Til Love Do Us Part
nytheatre.com review by Julie Congress
February 24, 2012
We’re told that there’s a thin line between love and hate and Andrew Hall’s ‘Til Love Do Us Part certainly exemplifies this. The play spans many decades, following the heated (passionate and angry, often both simultaneously) relationship of John and Virginia Walker from their first kiss to the assisted living home. The play, though heavily expositional, provides an interesting perspective on love as the couple fights and loves to the bitter end.
John and Virginia, we learn, first met at a graveyard—John was at his father’s funeral, while Virginia was attending her mother's. They exchanged numbers and, as the play begins, Virginia has come to John’s apartment. An enigmatic, mute Young Girl watches everything unfold—as John and Virginia open up to one another, fall in love, marry, age and give up on their dreams.
A morbid fascination pervades: not only is there a large coffin in the center of the stage (constructed by AJ Cote), but we are constantly aware that the show is focused on mortality. John and Virginia frequently tell each other they wish the other was dead. Virginia’s smoking is a constant source of argument for them, as well as the revelations that are made about their dead parents. The couple was brought together by death and it hangs over them, just as the mute girl hangs on their every word and movement.
Marshall Louise has a commanding presence and beautiful precision of movement as the mute specter, watching and moving with a lovely sense of naivety and wonderment. Robert Latrenta and Abigail Milnor-Sweetser, as John and Virginia, have a harder task—to age a lifetime in under an hour. They make a valiant effort, but do rely rather heavily on theatrically indicating aging—broad gestures of backs hurting and forced coughing all come across as theatrical shorthand rather than honesty.
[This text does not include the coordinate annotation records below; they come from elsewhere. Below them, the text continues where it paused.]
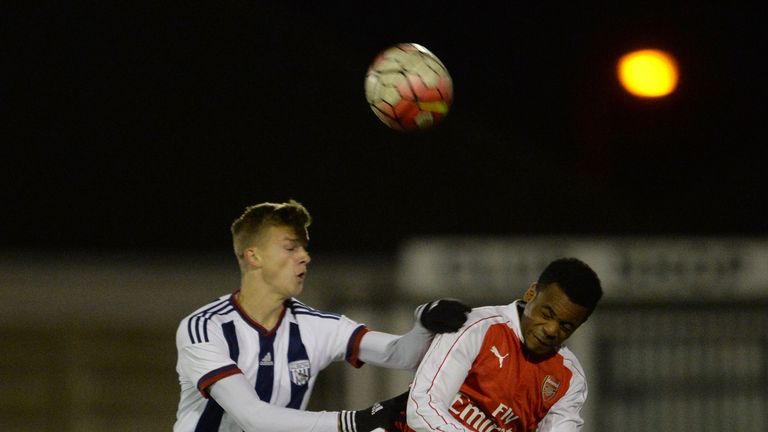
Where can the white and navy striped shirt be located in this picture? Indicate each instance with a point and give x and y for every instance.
(219, 340)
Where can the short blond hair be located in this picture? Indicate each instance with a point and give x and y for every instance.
(247, 228)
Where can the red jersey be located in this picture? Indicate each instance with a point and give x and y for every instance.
(478, 379)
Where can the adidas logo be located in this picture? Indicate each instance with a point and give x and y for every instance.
(376, 408)
(266, 360)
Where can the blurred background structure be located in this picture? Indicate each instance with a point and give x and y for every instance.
(134, 133)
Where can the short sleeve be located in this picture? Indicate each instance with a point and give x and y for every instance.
(204, 361)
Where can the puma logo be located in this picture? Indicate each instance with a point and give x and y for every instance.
(501, 358)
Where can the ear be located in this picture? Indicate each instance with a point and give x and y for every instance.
(531, 292)
(252, 257)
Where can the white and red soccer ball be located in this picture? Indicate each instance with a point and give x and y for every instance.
(408, 87)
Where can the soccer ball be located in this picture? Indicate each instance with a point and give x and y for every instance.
(408, 87)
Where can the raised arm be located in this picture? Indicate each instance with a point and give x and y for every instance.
(405, 351)
(439, 379)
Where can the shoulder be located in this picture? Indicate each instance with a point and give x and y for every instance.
(571, 362)
(196, 326)
(302, 311)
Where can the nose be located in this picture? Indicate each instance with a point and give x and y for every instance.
(551, 329)
(304, 257)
Hall’s script does provide some interesting twists, particularly the development of the Young Girl. But we are too often told how much time has passed and what has happened in that time and this exposition often makes the dialogue feel forced and unnatural. Director Cameron J. Marcotte paints some very nice pictures and the staging is clean and simple. As this piece grows, I hope that Marcotte and the cast can find more nuance and subtlety in action and language—right now it feels like only very large strokes are being drawn.
The young cast and crew of ‘Til Death Do Us Part are definitely talented. With further development, subtlety and more showing rather than telling, this show has the potential to be a very provocative piece about love and hate, life and death.